それが、最近のこと、突然清水が行方不明になった。一応捜索はされたが、海に落ちたのだろうとあの山中が事故として処理してしまった。しかし、田所だけは信じていなかった。いや、町の何人かも信じていなかったに違いない。清水はあの男に殺されてしまったんだと。

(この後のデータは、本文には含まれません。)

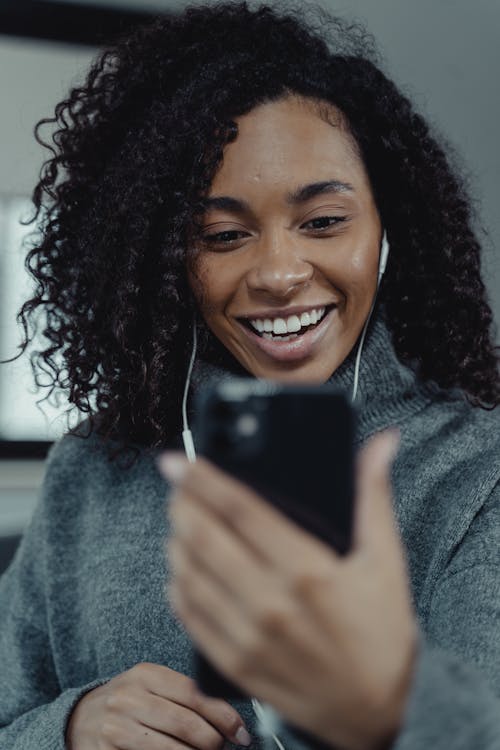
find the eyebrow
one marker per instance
(301, 195)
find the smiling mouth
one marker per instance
(285, 336)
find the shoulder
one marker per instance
(451, 435)
(84, 468)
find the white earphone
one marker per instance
(269, 720)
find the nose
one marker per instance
(277, 268)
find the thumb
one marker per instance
(373, 516)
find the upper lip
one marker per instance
(285, 312)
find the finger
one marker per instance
(374, 516)
(178, 688)
(174, 720)
(216, 550)
(266, 531)
(124, 733)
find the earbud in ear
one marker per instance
(384, 254)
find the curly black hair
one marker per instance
(135, 150)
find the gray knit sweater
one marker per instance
(83, 599)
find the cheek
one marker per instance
(361, 269)
(213, 285)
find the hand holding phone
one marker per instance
(294, 445)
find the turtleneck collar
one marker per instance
(388, 391)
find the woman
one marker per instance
(240, 166)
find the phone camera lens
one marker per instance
(247, 425)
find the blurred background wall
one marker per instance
(443, 53)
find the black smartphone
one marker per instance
(294, 444)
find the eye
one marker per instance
(224, 238)
(320, 223)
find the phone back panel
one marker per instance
(292, 443)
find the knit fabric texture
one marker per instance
(84, 597)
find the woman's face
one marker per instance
(286, 268)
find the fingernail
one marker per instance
(242, 737)
(172, 465)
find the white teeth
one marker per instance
(292, 324)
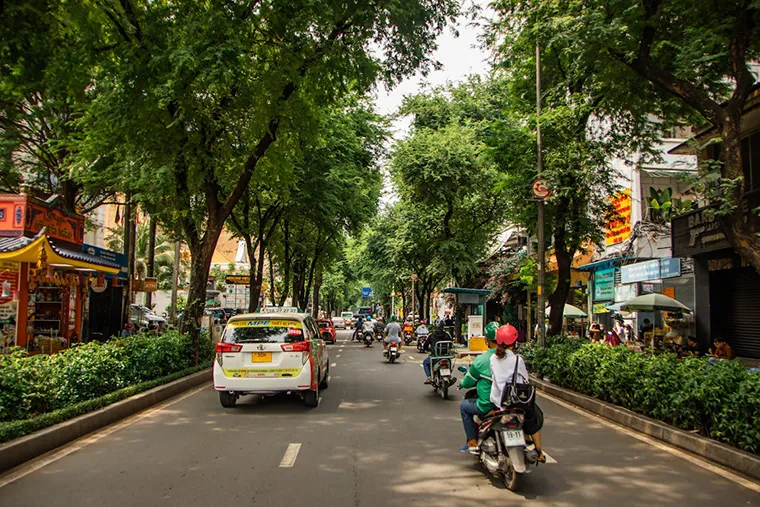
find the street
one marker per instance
(379, 437)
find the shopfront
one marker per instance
(45, 275)
(727, 290)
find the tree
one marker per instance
(656, 52)
(197, 97)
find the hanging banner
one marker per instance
(619, 228)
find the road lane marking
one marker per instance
(291, 453)
(549, 459)
(657, 444)
(32, 466)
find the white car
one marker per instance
(270, 353)
(338, 323)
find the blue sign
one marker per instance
(108, 255)
(604, 285)
(651, 270)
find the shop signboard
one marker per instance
(604, 285)
(619, 228)
(9, 271)
(651, 270)
(237, 279)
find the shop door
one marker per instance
(734, 307)
(105, 314)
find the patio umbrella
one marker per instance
(571, 312)
(654, 302)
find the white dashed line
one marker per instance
(291, 453)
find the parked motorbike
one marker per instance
(393, 352)
(441, 364)
(502, 446)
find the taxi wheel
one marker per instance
(227, 400)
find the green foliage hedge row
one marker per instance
(15, 429)
(35, 385)
(721, 400)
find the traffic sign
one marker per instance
(541, 188)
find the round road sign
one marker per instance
(541, 188)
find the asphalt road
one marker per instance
(379, 438)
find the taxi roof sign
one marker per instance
(279, 309)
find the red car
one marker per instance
(327, 330)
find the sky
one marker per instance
(460, 56)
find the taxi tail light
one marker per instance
(225, 348)
(304, 347)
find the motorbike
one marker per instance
(421, 339)
(503, 449)
(393, 352)
(441, 364)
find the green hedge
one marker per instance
(15, 429)
(720, 400)
(34, 385)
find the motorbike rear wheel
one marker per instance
(511, 478)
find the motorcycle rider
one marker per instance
(438, 336)
(479, 374)
(421, 329)
(359, 325)
(503, 364)
(392, 335)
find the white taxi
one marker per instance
(270, 353)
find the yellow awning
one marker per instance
(31, 253)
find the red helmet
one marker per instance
(506, 335)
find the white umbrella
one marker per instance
(654, 302)
(570, 312)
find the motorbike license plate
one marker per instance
(261, 357)
(513, 437)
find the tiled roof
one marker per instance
(82, 256)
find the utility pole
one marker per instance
(175, 280)
(541, 245)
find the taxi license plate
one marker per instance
(513, 438)
(261, 357)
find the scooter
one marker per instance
(502, 447)
(421, 339)
(441, 363)
(393, 352)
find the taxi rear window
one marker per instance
(263, 331)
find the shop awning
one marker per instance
(22, 249)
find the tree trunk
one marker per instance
(196, 298)
(559, 297)
(271, 278)
(315, 299)
(251, 249)
(151, 258)
(737, 228)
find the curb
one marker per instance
(711, 450)
(23, 449)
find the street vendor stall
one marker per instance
(40, 251)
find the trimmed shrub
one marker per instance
(34, 385)
(719, 399)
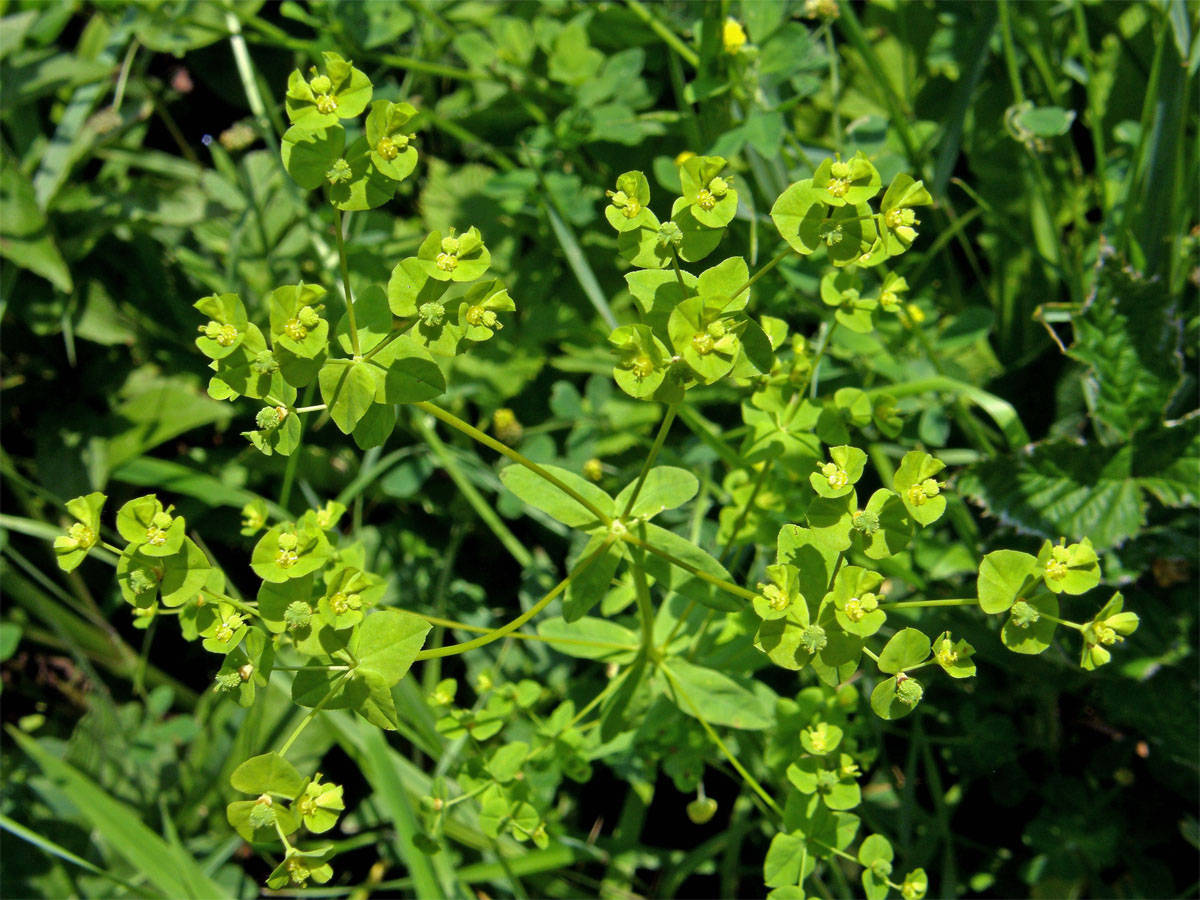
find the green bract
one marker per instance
(841, 291)
(390, 138)
(629, 204)
(1110, 627)
(150, 528)
(709, 196)
(627, 622)
(918, 490)
(1069, 570)
(226, 328)
(898, 222)
(454, 258)
(72, 547)
(850, 183)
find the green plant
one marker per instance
(319, 617)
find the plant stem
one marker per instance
(471, 431)
(312, 713)
(483, 509)
(664, 426)
(497, 634)
(760, 478)
(645, 607)
(346, 281)
(689, 568)
(717, 739)
(919, 604)
(1075, 625)
(544, 639)
(774, 261)
(685, 53)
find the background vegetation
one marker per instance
(1056, 274)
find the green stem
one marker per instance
(312, 714)
(774, 261)
(795, 402)
(689, 568)
(664, 426)
(717, 739)
(834, 89)
(675, 629)
(289, 471)
(919, 604)
(346, 282)
(483, 509)
(675, 261)
(685, 53)
(497, 634)
(471, 431)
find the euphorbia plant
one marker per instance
(834, 594)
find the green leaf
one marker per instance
(591, 639)
(671, 577)
(184, 574)
(540, 493)
(25, 238)
(798, 214)
(269, 773)
(348, 388)
(907, 648)
(665, 487)
(657, 293)
(309, 155)
(1066, 489)
(366, 186)
(720, 699)
(1003, 576)
(168, 868)
(405, 372)
(789, 861)
(387, 643)
(889, 519)
(591, 586)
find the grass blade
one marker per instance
(174, 874)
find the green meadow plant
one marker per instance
(834, 605)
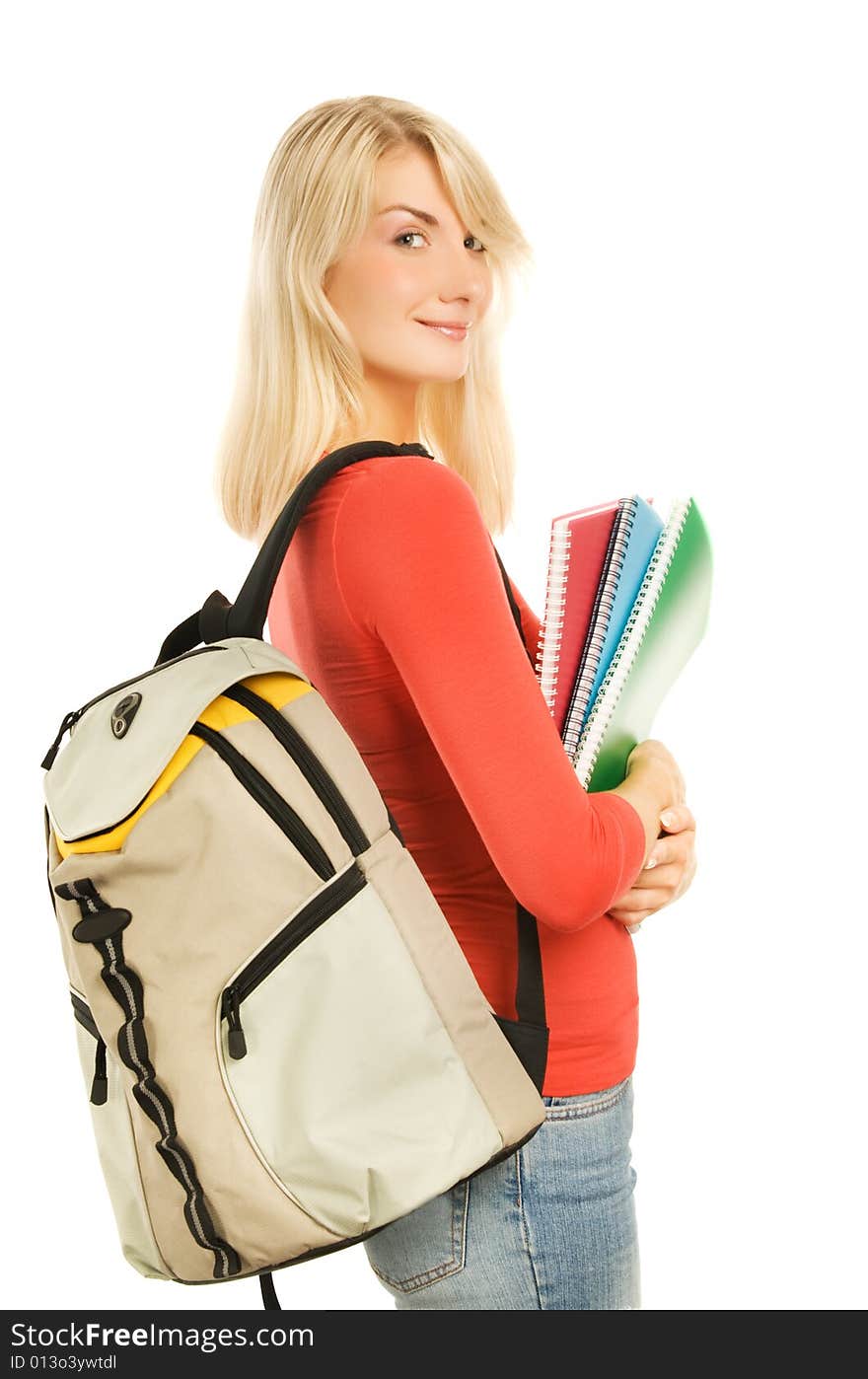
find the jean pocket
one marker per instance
(587, 1104)
(424, 1246)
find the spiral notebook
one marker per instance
(633, 537)
(667, 622)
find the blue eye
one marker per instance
(413, 233)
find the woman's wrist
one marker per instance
(642, 789)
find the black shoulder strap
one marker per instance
(246, 618)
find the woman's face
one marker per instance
(406, 269)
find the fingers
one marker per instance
(677, 818)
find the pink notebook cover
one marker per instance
(571, 591)
(574, 586)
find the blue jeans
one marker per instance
(550, 1227)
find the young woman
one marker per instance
(379, 291)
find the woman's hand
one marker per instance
(674, 855)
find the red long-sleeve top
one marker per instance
(393, 602)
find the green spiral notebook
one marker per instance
(666, 624)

「清水さんが言っていたんだ。自分には双子の妹がいるんだよって」
(ああ、やっぱり…)
「名前は真魚っていうって言っていた」
「あたしの名前…」
「君は清水さんにそっくりだ。最初に君を見たときに、清水さんが戻ってきたと思ったくらいだからね」
田所は目を細めて真魚を見つめると話を続けた。
「君たちは赤ちゃんの時に施設にいて、二人別々に引き取られていったんだ。清水さんのご両親は早くに亡くなってしまって、その時に本当のことを知らされたらしい。いつか妹に会いに行くんだって、そう言って笑っていたよ」
「そういえば、あの指輪…」
「あれは妹さんと一緒にはめるんだって言ってた指輪だと思う。安物なんだけどねって彼女笑ってたけれど、とても楽しみにしていたよ。彼女の住んでたアパート、きっとまだそのままだと思うから行ってみるといいよ」
何もかもがまだ夢のようだった。自分に姉がいたことも。その姉が殺されてしまったことも。そして、その姉が幽霊になって自分の前にいつも現れていたことも。やはり、あの時、自分が暴漢に襲われたあの時に、姉もちょうど山中に殺されたところだったのだ。双子ってそういうこともあるって聞くから。
「お姉さん……」
真魚は波立つ海を見詰めた。きっと姉はあの海の底に眠っているのだろう。ずっと逢いたいと思っていた妹のことを思いつつ、ずっと夢を見続けているのだろう。
真魚が見たあの夢は、もしかしたら姉である清水が見ていた夢だったのかもしれない。
ゆらゆら漂っている。
今でも愛するあの人は清い水のあの人は漂っている。
愛する妹を守れた満足感できっと。
あたしはお姉さんの分も幸せになるわ。
あたしたちは二人で一人だったのだから。
離れていてもずっと繋がっていた、魂が繋がっていたから、だから、お姉さんが頭を殴られて殺されたとき、あたしの頭も傷ができた。お姉さんが死んだことで、あたしは魂の半分を失った。
一つになろう。
あたしはお姉さんの分もこれからも生きていく。
「お姉さん、ありがとう」
真魚は目を閉じて涙を流した。自分と同じ顔の姉を想って。